I bambini della classe terza primaria dell’Istituto paritario “John Dewey” hanno scritto una lettera al Sindaco di Catania, Enrico Trantino, presentando alcune idee “per aiutare Catania a diventare una città meno inquinata e più sostenibile”.

L’aver scoperto che lo scorso anno Catania ha avuto la maglia nera della sostenibilità ambientale, li ha impegnati ad elaborare alcune proposte operative sollecitando: maggiore pulizia nelle strade; più bidoni per la raccolta differenziata, più piste ciclabili , panelli solari e parchi verdi”.

La lettera scritta a mano dai piccoli è stata consegnata al Sindaco in occasione di un incontro al Palazzo degli elefanti e i piccoli si sono resi portavoce degli altri bambini della Città, presentando al Sindaco insieme alla lettera alcuni disegni con messaggi operativi e simbolici  la A: il vulcano, la T: gli alberi, la N: l’elefante,  la I : le case  e i palazzi.
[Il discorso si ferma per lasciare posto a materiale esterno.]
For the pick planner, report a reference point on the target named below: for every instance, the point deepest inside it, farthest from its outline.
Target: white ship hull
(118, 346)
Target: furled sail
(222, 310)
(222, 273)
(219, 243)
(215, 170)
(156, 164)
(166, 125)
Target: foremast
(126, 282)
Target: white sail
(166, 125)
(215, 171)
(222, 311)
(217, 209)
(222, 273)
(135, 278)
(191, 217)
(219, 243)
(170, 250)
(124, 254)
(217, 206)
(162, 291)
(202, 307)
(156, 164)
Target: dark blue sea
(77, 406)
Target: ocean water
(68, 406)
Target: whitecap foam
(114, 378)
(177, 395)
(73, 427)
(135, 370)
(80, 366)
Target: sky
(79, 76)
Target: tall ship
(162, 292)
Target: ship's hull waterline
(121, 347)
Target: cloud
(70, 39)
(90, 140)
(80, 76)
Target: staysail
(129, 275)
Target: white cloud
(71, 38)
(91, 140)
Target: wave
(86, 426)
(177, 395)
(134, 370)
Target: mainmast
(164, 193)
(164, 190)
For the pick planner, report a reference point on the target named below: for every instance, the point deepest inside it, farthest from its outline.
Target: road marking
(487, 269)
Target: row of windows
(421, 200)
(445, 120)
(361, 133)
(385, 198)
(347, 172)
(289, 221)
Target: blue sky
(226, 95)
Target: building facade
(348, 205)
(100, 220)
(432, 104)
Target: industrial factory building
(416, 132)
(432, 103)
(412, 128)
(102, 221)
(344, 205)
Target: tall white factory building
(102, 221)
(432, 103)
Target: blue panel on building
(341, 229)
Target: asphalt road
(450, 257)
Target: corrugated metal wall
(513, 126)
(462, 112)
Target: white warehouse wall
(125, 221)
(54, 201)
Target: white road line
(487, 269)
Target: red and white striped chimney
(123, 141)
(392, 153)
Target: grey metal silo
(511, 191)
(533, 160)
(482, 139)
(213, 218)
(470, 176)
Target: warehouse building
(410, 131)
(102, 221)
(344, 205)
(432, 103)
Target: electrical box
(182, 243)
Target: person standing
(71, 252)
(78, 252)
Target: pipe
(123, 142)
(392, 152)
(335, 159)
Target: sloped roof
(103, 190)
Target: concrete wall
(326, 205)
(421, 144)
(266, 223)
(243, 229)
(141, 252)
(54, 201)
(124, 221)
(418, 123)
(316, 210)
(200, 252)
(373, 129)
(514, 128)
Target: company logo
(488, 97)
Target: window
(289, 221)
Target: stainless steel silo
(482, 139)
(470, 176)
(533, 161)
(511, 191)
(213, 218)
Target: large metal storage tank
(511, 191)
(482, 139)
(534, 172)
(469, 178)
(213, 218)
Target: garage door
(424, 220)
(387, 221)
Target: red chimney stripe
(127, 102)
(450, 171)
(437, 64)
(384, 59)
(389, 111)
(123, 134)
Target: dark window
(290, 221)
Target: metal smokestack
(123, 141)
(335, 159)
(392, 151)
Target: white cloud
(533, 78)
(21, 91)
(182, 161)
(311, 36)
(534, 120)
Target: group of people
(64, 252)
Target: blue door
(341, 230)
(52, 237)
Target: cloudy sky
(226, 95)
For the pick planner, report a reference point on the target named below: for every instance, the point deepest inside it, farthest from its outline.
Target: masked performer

E poi ancora le auto elettriche. Il no ai cumuli di spazzatura.

I bambini, accompagnati dal preside Giuseppe Adernò, dalle maestre Federica Abate, e Veronica Miano,  da  Mariagrazia Puglisi in rappresentanza dei genitori,  sono stati accolti con onore al Municipio, mettendo in azione un esercizio di cittadinanza attiva e responsabile.

Il Sindaco Trantino ho molto apprezzato l’iniziativa e, facendo tesoro dei consigli dei bambini ha chiesto la loro collaborazione per essere “come le formichine operose, capaci di far camminare l’elefante” e dare alla città di Catania una nuova dimensione di socialità e di progresso.

I disegni dei bambini sono stati collocati sotto il vetro nella stanza del sindaco, quale monito costante per una città ecosostenibile.